There are multiple possible explanations for this: maybe constituents are happy with the government’s response to the crisis. Then again, there’s also a well-studied phenomenon of political leaders gaining in popularity during a crisis. It even has a name: the rally ’round the flag effect.

Chart choices

  • The most important choice was to choose an indexed line chart instead of comparing absolute values. It has the advantage of focussing on the recent development, rather than the absolute values. However, it can also be misleading: For example, it might suggest that Germany’s CDU is more popular than the British Conservatives, which they aren’t in absolute terms.
  • Initially, I tried to display all countries in a big, single line chart. That turned out to be completely unreadable, due to the many overlapping lines. Instead, I decided to create individual line charts for each plotted country, with the other countries greyed out for comparison, a technique known as small multiples.
  • Another important question was the start date to choose, which would have a significant impact on the slope of the lines. I chose mid-February, which is when the pandemic started to break out in Italy and began dominating the public conversation.
  • Also, given that I had to aggregate various polls taken at different points in times, I decided to disable tooltips for the charts, since they would suggest a level of precision that the data does not offer.

Where are Italy, China and the others?

I would have liked to include more countries for comparison, particularly those that enforced stricter regulations to slow the outbreak of the disease. However, not for all of them, data was available:

  • For countries with an authoritarian political system, such as China, Iran, Russia or Turkey, there is no trustworthy data available.
  • In Italy, the prime minister Giuseppe Conte is not a member of any of the two governing parties. This makes it difficult to use election poll results to gauge the public perception on his politics. His personal approval ratings are however only collected on a monthly basis. While they were pointing steeply upwards in March, I decided to exclude him from the chart due to the lack of precision in the data.

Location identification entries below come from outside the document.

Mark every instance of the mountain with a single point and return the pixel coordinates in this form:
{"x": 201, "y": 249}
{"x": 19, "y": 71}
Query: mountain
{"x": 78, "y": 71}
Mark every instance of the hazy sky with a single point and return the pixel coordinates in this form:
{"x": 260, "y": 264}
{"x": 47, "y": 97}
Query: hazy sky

I used various sources for the individual countries:

  • For the United States, I used the historical Presidential Approval Index by Rasmussen Reports.
  • For France, I used Presidential Approval Ratings as aggregated by Politico.
  • For South Korea, I used the election polls from Gallup Korea.
  • For Germany, I used the election poll results from Forsa.
  • For the United Kingdom, I used the election poll results from Opinium.
  • For Spain, I used the election poll results from Electomania.
  • For the Netherlands, I used the aggregated election poll results from Peilingwijzer, which are based on research by I&O Research, Ipsos/EenVandaag and Kantar.
  • For Japan, I used the election poll results from JNN.